Hello,
we are using a MemoryStream to load a PdfDocument, clone a single page into a new PdfDocument and then convert this newer PdfDocument into an image (jpg) using the Save-method.
While the original PDF is fully readable, the resulting image has black “bars” in some locations:
As an example of said black “bar”.
The Pdf-to-image-conversion is successfull 9 out of 10 times.
For the conversion the following Code is used:
using (MemoryStream fileStream = new MemoryStream(Encoding.Default.GetBytes(pdfText)))
{
using (PdfDocument pdfFile = PdfDocument.Load(fileStream))
{
ImageSaveOptions imgOptions = new ImageSaveOptions(ImageSaveFormat.Jpeg)
{
DpiX = 150,
DpiY = 150
};
for (int i = 0; i < pdfFile.Pages.Count; i++)
{
try
{
PdfPage page = pdfFile.Pages[i];
using (PdfDocument document = new PdfDocument())
{
document.Pages.AddClone(page);
string imgPath = Path.ChangeExtension(pdfPath, i + ".jpg");
document.Save(imgPath, imgOptions);
imagesPath.Add(imgPath);
}
}
catch (Exception ex)
{
MessageBox.Show(ex.Message);
throw;
}
}
}
}
I have tried saving as a png-file → same result as with jpg-files.

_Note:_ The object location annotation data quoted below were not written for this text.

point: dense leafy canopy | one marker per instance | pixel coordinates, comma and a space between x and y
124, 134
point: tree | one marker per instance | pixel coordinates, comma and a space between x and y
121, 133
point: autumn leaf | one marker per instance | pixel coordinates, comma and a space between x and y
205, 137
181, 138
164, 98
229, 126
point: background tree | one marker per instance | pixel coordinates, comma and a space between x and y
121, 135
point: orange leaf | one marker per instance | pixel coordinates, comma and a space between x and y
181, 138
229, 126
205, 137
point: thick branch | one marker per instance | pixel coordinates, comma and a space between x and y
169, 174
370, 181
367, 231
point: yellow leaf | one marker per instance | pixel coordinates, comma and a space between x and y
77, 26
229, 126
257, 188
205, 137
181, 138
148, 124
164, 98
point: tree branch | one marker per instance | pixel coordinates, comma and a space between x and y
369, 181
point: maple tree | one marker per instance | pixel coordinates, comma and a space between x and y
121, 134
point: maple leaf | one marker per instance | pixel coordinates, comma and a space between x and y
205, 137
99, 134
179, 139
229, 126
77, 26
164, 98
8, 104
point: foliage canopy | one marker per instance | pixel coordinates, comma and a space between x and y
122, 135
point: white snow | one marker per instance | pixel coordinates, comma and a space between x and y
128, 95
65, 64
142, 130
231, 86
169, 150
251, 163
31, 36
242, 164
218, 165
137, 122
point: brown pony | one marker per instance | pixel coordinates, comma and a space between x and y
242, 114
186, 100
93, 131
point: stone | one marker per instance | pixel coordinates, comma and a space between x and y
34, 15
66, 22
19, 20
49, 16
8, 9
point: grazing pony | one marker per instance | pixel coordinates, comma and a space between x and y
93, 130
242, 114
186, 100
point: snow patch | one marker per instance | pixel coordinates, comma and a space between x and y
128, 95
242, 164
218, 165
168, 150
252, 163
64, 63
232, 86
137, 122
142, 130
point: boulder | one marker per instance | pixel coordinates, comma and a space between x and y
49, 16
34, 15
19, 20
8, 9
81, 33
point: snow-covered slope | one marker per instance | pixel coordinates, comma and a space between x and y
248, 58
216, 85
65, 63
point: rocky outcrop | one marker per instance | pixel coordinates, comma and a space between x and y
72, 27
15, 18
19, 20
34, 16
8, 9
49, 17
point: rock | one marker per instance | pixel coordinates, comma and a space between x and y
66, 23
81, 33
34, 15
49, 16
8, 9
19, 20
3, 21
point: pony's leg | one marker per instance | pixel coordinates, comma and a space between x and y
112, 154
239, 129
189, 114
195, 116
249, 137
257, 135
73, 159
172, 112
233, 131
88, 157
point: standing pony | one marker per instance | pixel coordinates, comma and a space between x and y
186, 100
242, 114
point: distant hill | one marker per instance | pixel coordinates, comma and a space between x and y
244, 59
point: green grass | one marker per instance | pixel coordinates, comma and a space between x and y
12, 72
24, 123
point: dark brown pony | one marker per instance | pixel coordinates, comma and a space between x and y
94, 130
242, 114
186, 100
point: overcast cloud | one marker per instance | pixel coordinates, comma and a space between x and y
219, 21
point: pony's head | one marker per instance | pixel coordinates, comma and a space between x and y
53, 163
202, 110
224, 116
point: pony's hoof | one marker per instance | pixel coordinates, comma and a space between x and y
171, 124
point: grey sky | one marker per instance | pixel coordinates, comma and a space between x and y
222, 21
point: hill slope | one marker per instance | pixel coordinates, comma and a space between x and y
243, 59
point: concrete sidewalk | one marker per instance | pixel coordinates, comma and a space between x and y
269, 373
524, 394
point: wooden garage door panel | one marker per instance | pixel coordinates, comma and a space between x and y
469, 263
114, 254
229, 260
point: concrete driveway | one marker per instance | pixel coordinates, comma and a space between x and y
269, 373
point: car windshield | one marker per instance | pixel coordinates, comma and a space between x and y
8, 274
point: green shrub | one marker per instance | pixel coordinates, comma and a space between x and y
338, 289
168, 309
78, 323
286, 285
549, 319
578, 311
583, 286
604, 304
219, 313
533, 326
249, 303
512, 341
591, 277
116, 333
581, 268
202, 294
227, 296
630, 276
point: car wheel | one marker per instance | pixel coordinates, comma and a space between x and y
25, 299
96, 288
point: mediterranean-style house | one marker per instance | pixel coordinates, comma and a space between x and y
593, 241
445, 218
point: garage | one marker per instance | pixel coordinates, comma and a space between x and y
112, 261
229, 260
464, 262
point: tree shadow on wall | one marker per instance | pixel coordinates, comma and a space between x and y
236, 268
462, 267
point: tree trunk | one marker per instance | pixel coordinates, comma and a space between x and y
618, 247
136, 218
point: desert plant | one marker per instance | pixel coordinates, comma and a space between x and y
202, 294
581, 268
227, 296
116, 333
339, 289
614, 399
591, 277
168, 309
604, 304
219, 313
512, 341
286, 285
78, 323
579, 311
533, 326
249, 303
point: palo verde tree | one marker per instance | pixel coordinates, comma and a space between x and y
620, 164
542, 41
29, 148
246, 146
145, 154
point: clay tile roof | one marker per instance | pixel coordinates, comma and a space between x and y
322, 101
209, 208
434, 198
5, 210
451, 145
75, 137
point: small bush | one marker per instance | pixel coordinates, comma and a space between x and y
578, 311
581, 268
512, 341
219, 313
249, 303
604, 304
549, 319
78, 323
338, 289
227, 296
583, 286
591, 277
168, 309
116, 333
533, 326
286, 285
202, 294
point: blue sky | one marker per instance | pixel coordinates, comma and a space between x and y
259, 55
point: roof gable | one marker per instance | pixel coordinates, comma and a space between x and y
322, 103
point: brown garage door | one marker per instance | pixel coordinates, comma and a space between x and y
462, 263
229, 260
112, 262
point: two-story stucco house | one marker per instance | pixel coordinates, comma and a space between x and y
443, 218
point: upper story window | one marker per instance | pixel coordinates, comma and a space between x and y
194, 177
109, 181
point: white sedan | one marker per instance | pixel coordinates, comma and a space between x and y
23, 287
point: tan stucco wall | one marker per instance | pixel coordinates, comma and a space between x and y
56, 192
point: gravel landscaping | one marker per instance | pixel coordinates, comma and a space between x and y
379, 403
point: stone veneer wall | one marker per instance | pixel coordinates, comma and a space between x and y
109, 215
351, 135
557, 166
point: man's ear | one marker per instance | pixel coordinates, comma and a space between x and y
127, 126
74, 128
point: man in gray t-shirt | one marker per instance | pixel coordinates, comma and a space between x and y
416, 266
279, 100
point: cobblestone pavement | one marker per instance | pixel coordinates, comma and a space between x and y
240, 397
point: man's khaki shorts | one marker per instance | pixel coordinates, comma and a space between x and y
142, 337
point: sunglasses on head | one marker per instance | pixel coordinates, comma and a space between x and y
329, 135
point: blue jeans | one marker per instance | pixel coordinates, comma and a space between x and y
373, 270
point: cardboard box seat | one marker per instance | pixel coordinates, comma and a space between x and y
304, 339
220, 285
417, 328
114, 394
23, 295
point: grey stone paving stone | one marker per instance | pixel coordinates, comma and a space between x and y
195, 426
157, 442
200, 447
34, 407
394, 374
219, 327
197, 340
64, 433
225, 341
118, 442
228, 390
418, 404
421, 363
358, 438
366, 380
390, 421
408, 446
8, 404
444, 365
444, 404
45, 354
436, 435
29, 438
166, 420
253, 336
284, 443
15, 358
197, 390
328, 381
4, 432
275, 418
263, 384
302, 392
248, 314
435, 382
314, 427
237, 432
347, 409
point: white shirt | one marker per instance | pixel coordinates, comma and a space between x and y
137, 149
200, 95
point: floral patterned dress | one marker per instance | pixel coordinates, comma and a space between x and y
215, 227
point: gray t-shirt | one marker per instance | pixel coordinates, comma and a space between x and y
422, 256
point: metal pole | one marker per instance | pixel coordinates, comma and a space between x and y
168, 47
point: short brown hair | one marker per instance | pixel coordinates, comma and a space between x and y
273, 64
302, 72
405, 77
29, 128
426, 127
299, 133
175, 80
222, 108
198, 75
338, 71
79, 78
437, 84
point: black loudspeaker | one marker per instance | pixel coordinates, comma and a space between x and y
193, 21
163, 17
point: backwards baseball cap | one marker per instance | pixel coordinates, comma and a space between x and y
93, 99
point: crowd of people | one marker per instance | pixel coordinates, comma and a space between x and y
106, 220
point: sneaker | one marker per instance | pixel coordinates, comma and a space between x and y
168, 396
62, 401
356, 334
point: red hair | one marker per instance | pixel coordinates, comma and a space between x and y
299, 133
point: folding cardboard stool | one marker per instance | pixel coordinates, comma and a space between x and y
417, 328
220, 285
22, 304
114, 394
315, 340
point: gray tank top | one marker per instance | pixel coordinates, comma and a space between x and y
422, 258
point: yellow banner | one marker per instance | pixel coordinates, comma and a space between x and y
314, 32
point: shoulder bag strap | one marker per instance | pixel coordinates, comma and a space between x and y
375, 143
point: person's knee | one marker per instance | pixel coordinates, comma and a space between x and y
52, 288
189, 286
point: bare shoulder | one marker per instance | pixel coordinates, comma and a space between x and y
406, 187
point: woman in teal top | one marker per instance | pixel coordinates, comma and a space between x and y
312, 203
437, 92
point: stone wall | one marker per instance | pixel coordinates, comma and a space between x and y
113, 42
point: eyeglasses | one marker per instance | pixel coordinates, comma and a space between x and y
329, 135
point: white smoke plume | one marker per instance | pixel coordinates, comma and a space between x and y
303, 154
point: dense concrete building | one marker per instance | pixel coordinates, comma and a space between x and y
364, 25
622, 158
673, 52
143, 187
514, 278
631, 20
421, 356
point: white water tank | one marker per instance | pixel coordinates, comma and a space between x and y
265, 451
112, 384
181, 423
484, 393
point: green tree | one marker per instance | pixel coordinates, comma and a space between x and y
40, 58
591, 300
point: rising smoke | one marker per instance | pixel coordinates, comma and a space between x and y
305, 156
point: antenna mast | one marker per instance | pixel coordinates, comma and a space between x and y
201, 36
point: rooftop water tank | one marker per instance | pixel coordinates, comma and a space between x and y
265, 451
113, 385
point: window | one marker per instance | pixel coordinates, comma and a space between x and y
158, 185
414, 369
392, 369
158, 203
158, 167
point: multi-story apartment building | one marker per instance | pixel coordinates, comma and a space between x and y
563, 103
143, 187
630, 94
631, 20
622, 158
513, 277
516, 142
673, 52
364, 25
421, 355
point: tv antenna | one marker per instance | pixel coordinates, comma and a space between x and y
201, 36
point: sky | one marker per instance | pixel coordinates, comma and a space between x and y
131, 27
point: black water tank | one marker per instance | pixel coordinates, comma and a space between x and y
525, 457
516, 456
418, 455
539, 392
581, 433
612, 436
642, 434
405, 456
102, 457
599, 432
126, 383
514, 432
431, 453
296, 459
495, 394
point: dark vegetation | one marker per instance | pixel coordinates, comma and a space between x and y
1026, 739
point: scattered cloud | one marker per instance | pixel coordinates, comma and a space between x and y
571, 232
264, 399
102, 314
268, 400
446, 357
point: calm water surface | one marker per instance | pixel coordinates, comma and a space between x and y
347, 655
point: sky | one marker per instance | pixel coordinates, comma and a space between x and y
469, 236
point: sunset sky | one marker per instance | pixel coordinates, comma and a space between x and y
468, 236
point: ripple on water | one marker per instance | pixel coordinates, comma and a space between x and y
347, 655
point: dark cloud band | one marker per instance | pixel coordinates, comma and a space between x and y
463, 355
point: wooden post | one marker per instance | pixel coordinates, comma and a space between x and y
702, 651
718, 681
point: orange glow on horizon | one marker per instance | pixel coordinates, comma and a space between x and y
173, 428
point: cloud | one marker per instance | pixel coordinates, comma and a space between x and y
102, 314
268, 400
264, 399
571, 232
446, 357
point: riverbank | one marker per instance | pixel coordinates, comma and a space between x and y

I have played with the dpi Values, changed them between 150, 300 and 500 → no noticable difference.
I used the PDFPrintContent-Options to ensure that those black things are neither annotations, nor FormFields.
I even typed a quick Python-Program (using PyMuPDF) to convert the PDF to an Image to check if the PDF is inherently problematic, but with the Python-Program, the resulting Image was identical to the PDF.
Do you guys have an idea or a pointer where these bars stem from?
And ideally how to prevent them?
Best Regards
Andreas